Occupying most of One in the Other's floor space, Keith Wilson's sculpture Z is for Ziggurat (2003) was an alphabet of sorts, but one that was - like Funes' numbering scheme - so lacking in systematic logic, and so unabashedly hermetic, that it was effectively dysfunctional. The piece took the shape of a stepped pyramidal tower, of the type built by the Mayans or - much later - by the Neo-Brutalist architect Denys Lasdun at the University of East Anglia, Norwich. Norwich is an agrarian town, and that, perhaps, is why each of the piece's 61 cuboid, frame-like units was constructed from all-weather galvanized steel, a material familiar to anyone who's ever visited a livestock market or vaulted a farmyard gate. Inside 26 of these units (which seemed to remember, impossibly, the steamy blast of cow's breath on their cold, hard bars) stood sculptures that corresponded to different letters of the alphabet, supported on bevel-edged bits of blackboard. But while the blackboards suggested pedagogy, Wilson's lexicon - which included a drift of dishwasher salt, a waxy ball of sheep's wool and three grubby plastic sprockets stacked like Constantin Brancusi's Endless Column (1918) - was impossible to learn in the way that one would learn, well, one's ABC. Humming with possible meanings and a muted, pathetic beauty, most of Z is for Ziggurat's parts could, with a little thought, a little poetic licence, represent most lexical signs.

The only exceptions in this slippery game were the pieces that represented the letters 'A' and 'Z'. Sited in a unit that provided a door to the ziggurat proper, the 'A' sculpture was fabricated from a child's football, fitted with a drinking horn and a divining-rod-shaped piece of antler.

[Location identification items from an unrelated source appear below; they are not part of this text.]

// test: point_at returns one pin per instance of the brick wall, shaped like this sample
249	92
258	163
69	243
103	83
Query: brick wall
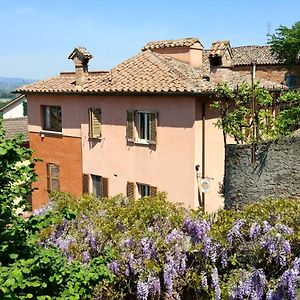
66	153
275	174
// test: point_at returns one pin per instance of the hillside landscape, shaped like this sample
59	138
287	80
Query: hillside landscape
8	85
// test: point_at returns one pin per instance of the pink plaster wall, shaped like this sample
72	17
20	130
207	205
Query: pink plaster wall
170	165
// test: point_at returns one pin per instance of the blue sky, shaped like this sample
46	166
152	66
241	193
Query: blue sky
37	36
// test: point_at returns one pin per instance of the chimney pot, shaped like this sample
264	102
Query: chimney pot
80	57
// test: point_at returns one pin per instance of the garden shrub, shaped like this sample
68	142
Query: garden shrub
162	251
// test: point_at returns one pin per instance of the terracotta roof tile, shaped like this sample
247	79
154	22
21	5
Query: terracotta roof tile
15	126
187	42
146	72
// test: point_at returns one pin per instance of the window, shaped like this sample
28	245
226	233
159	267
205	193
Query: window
52	118
52	177
141	127
95	123
144	190
99	186
291	81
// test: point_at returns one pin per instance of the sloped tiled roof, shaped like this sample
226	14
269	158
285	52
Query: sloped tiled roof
262	55
187	42
12	101
15	126
146	72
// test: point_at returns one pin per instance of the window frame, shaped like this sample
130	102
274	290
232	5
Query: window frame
143	127
51	177
103	186
48	118
142	188
95	116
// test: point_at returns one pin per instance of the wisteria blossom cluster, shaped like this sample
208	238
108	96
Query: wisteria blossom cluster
164	252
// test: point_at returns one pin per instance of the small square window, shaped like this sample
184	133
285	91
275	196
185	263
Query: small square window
143	189
52	177
99	186
143	126
52	118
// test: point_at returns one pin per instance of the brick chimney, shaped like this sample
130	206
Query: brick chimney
188	50
80	57
220	54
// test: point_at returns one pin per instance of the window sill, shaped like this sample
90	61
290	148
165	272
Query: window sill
142	142
49	132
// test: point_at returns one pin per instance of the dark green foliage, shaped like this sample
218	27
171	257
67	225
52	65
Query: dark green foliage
246	125
285	44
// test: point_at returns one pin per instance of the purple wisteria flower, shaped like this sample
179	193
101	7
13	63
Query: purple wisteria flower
142	291
114	267
196	230
254	231
250	287
86	256
154	286
215	283
275	243
204	281
148	250
44	209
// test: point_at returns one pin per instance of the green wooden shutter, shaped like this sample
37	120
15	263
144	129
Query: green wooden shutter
153	191
54	177
85	183
104	186
95	123
153	128
48	177
130	126
130	190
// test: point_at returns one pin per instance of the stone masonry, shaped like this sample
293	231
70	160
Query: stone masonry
276	172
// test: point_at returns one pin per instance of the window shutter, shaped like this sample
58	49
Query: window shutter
48	177
104	186
153	191
153	128
85	183
130	190
130	126
95	123
54	177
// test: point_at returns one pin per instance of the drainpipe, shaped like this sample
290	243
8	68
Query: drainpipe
203	150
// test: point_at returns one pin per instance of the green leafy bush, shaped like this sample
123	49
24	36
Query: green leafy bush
160	250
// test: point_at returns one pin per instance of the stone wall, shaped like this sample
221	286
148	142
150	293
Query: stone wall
276	172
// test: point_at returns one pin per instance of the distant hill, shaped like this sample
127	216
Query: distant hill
7	85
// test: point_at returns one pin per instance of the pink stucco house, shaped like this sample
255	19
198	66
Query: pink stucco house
142	127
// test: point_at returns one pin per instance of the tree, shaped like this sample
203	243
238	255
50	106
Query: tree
16	177
285	44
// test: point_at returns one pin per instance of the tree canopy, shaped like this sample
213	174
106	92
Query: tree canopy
285	43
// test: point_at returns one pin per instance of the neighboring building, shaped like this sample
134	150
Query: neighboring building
142	127
15	108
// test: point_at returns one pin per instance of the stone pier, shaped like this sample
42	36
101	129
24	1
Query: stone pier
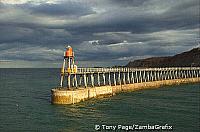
72	96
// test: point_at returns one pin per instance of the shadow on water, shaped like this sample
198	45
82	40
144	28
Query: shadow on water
25	105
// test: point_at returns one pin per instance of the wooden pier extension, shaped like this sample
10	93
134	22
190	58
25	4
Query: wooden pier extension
87	83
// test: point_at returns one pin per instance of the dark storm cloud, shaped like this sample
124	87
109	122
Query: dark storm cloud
98	30
61	9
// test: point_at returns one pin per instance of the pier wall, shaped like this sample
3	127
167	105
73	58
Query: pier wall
67	96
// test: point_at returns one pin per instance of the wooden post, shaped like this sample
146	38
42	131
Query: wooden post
114	78
124	78
136	75
128	78
98	79
104	79
109	79
132	78
92	79
68	80
119	79
85	80
144	76
80	80
75	77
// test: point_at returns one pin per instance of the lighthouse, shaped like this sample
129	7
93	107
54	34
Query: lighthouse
68	66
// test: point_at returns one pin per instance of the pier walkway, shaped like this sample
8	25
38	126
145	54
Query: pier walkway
90	77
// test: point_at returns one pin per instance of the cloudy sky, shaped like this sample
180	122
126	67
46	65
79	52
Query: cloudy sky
34	33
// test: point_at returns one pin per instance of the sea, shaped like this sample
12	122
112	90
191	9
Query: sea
25	106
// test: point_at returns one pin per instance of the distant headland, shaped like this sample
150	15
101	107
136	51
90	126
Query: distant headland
186	59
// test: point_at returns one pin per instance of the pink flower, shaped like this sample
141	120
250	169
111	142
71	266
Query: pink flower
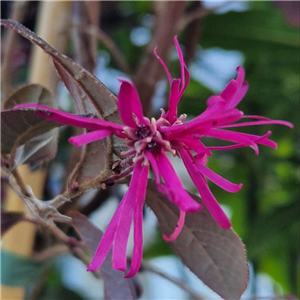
149	141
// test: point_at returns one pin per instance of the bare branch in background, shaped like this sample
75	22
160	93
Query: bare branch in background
109	44
197	14
84	52
9	42
193	32
149	71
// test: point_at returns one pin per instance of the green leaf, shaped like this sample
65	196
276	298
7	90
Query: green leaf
116	286
19	271
214	255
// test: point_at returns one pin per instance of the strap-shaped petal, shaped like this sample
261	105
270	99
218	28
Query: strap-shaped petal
207	197
65	118
89	137
135	196
129	104
173	187
137	254
217	179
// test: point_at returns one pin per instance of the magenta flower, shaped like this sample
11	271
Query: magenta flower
149	141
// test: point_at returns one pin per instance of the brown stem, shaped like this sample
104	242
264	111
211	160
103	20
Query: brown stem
19	181
109	44
17	14
193	32
197	14
177	282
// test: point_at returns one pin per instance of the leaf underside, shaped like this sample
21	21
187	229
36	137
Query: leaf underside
117	287
214	255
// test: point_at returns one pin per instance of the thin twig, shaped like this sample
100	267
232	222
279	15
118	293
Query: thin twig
198	14
177	282
17	14
50	253
109	44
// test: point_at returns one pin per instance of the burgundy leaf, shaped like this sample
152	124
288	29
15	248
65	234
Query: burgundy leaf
19	127
42	147
116	286
9	219
102	99
90	96
215	255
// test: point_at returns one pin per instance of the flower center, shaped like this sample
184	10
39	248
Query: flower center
143	131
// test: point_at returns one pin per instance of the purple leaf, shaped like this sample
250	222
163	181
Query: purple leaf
116	286
214	255
90	96
19	127
96	92
42	147
9	219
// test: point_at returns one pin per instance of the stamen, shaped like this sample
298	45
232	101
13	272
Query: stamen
178	228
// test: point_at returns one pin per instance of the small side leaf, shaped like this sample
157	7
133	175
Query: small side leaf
20	126
116	286
214	255
40	148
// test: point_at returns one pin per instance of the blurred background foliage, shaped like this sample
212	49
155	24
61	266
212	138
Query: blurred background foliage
265	213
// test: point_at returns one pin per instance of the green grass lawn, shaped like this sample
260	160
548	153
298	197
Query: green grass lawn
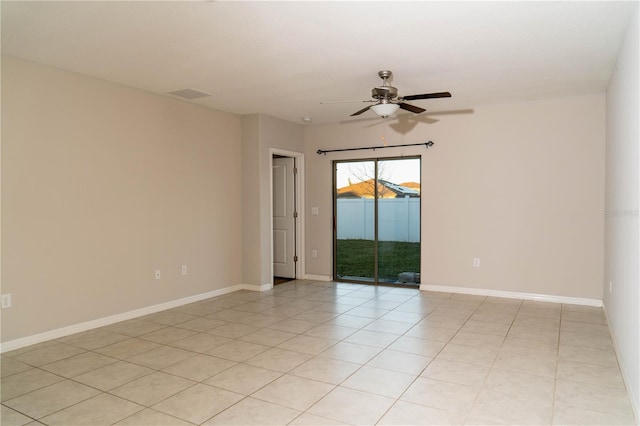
355	258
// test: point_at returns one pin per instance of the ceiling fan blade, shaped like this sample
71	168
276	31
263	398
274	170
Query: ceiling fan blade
426	96
343	102
361	111
411	108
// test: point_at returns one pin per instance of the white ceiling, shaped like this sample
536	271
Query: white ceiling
284	58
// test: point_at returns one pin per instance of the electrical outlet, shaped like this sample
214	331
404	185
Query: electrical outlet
6	301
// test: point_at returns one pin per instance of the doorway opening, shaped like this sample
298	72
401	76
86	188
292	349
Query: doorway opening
285	216
377	221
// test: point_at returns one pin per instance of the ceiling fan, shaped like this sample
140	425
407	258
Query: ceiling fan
387	100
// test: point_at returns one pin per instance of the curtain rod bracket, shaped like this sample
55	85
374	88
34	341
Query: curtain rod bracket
324	151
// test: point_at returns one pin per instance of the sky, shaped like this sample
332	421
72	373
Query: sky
396	171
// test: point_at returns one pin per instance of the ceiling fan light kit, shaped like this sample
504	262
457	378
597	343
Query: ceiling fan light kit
388	101
385	110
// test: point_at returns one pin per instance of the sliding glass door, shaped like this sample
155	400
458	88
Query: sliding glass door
377	221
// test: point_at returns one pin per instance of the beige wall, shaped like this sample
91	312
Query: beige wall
622	301
261	133
103	184
519	185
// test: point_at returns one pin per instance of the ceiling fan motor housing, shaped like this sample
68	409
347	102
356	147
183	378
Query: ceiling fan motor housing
384	92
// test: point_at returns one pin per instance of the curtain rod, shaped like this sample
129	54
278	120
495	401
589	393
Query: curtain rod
324	151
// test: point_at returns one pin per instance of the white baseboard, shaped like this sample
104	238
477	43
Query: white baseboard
318	277
512	295
632	398
263	287
101	322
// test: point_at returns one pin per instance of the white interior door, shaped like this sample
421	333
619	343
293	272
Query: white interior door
284	218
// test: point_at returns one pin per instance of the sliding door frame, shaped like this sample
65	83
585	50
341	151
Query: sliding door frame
375	160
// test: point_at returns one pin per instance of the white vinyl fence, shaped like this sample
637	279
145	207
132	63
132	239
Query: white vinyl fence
398	219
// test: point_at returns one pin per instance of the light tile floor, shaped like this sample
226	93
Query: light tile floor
311	353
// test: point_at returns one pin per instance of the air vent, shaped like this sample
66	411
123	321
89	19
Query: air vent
190	94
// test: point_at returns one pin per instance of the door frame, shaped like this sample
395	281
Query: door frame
375	281
299	207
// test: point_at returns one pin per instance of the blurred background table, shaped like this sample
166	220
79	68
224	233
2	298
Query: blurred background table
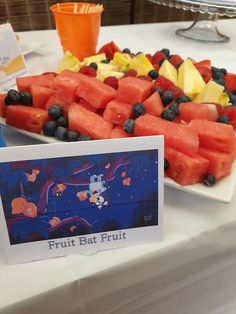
192	271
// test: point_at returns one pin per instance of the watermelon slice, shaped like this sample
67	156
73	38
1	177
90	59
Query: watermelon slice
117	112
154	105
214	135
190	111
185	169
220	163
95	92
41	95
132	90
176	136
86	122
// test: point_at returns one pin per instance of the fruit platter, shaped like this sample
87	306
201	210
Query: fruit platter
117	94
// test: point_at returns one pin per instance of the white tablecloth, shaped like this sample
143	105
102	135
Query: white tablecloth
193	271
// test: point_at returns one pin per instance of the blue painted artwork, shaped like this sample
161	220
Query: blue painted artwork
63	197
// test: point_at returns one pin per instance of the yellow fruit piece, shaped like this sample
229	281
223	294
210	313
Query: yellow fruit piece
95	58
210	93
189	79
169	71
69	62
141	64
122	60
102	75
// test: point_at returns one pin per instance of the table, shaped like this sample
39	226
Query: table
193	271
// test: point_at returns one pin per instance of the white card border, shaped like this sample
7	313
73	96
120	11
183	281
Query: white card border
37	250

Printed with pictures of gambolling bunnies, the ball bore the legend Kleintierzucht: Ein Schönes Hobby (Breeding Small Animals: A Fine Hobby), as though the connection between weekend rabbit husbandry and a kids' jumpers-for-goalposts kick-about was not only natural but also blindingly obvious. If the 'A' sculpture spoke of animals, amateurism and associative leaps, the 'Z' sculpture spoke of the ziggurat on whose apex it stood. Here Wilson's large pyramid was remade, in miniature, from 61 empty boxes, which once contained cover glass for photographic slides. Nodding at ideas of reduction, reproduction and framing, this tiny tower foregrounded the fact that many of the sculptures in Z is for Ziggurat were replays of Wilson's earlier works. In a sense this transformed this show into a de facto retrospective, albeit one in which the retrospective's rules (chronological progression, the presence of original works) were fatally undermined. This, though, was part of the piece's point. It appeared to offer a fix on Wilson's art, but what it offered, in reality, was alphabet soup.

Z is for Ziggurat pointed out - post-Michel Foucault - that taxonomies are bad news, but this was only a launch pad from which Wilson explored the peculiar stuff of sculpture. To anyone looking at the piece, many of the objects that inhabited the pyramid had been diverted from their original functions, but - there on their blackboard supports - they made sense in a way that had nothing to do with functionality or narrative or language, and everything to do with their own object-hood. Take, for example, the wireless dartboard, or the faded molecules of an outmoded scientific model, or the ring of neon-dyed dental casts, chattering to each other like members of a suburban book group. One might read meaning off these things (in the way one might read meaning off, say, a Ghirlandaio fresco, or a George Eliot novel) but it might be better to think of them, as Funes would, as facts, as being unassailably themselves. That, after all, is what all the best sculptures are.

Tom Morton is a writer, curator and contributing editor of frieze, based in Rochester, UK.